Qua stiamo parlando di arte, di un’unica grande ipertrofica narrazione che ha metabolizzato citazioni magari non tutte volontarie, esibisce le tracce di un cinema “alto”, allude ai padrini delle grandi saghe mafiose, ritaglia una dimensione verghiana di don Gerlando, dà alle sparatorie tra bande, alle uccisioni a freddo con colpi di pistola, alle raffiche di mitragliette, alle esibizioni di sangue e ferite la leggerezza iperbolica di Tarantino, racconta contrasti e passioni con realismo scorsesiano, immerge gli scontri verbali e gli irruenti faccia a faccia tra i protagonisti in una dimensione shakespeariana. Il tutto sorretto da soluzioni tecnico-stilistiche che alternano con montaggio secco e ritmato campi lunghi, inquadrature raffinate, sequenze concitate, dalle tonalità livide e i tagli di luce di una strepitosa fotografia, dalla colonna sonora originale dei Mokadelic impregnata di sonorità dense di melodiche distorsioni e implacabili crescendo.

Fino alla sigla finale della serie, il brano Nuje vulimme ‘na speranza del rapper napoletano Lucariello.
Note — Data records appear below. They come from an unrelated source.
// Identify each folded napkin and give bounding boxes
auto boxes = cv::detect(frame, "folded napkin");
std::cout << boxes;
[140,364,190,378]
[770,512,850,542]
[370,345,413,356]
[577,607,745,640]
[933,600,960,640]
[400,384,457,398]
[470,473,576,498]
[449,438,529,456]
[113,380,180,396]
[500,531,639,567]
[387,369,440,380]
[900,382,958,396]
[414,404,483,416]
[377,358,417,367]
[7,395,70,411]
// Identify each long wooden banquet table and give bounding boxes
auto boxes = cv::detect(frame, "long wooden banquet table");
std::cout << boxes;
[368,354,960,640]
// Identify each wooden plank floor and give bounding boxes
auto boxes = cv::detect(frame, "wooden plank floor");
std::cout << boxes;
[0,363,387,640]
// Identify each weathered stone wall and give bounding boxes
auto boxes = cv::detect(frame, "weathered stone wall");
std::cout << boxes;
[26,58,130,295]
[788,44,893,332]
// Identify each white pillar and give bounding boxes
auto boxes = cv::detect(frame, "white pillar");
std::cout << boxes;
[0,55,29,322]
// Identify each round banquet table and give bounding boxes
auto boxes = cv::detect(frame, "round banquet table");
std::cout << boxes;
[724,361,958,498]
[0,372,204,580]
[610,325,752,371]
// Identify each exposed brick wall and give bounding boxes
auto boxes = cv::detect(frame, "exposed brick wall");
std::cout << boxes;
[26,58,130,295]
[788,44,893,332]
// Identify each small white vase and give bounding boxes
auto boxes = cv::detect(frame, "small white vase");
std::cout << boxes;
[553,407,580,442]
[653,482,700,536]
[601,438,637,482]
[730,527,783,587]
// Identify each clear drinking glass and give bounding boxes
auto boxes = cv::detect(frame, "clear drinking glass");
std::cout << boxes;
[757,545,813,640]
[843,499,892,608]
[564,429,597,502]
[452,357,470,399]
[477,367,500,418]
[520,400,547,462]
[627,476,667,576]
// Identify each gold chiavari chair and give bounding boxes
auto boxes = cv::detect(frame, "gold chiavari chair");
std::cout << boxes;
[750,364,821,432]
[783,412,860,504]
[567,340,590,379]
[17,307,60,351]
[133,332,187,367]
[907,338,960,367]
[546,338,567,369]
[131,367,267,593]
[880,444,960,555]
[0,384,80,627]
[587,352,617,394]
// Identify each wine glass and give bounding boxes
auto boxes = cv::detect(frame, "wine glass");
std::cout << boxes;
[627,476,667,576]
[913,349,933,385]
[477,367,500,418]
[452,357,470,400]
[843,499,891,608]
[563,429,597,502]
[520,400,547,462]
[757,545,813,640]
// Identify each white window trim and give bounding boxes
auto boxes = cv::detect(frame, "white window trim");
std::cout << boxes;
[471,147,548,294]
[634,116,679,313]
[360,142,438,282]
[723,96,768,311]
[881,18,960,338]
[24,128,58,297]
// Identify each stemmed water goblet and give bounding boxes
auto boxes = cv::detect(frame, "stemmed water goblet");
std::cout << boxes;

Insomma ci troviamo difronte a un’operazione che ha trasformato la realtà in meta/iperrealismo, la tragica cronaca in un’esperienza visionaria, la lingua-dialetto in una modalità espressiva che cementa corpi e gesti, i personaggi di primo e secondo piano della vera camorra in figure fantasmatiche di un’epopea che non conosce confini. E a proposito di fantasmi risuonano opportune le riflessioni di Jacques Derrida che parlando dei “fantasmi” del cinema, sostiene che quando si parla dell’immagine e della sua dimensione spettrale non si può prescindere dalla tecnica e dalla credenza, intesa come fede e senso religioso e fiduciario, del credito che si accorda all’immagine anche in un film di finzione e al fantasma che è uno spettro.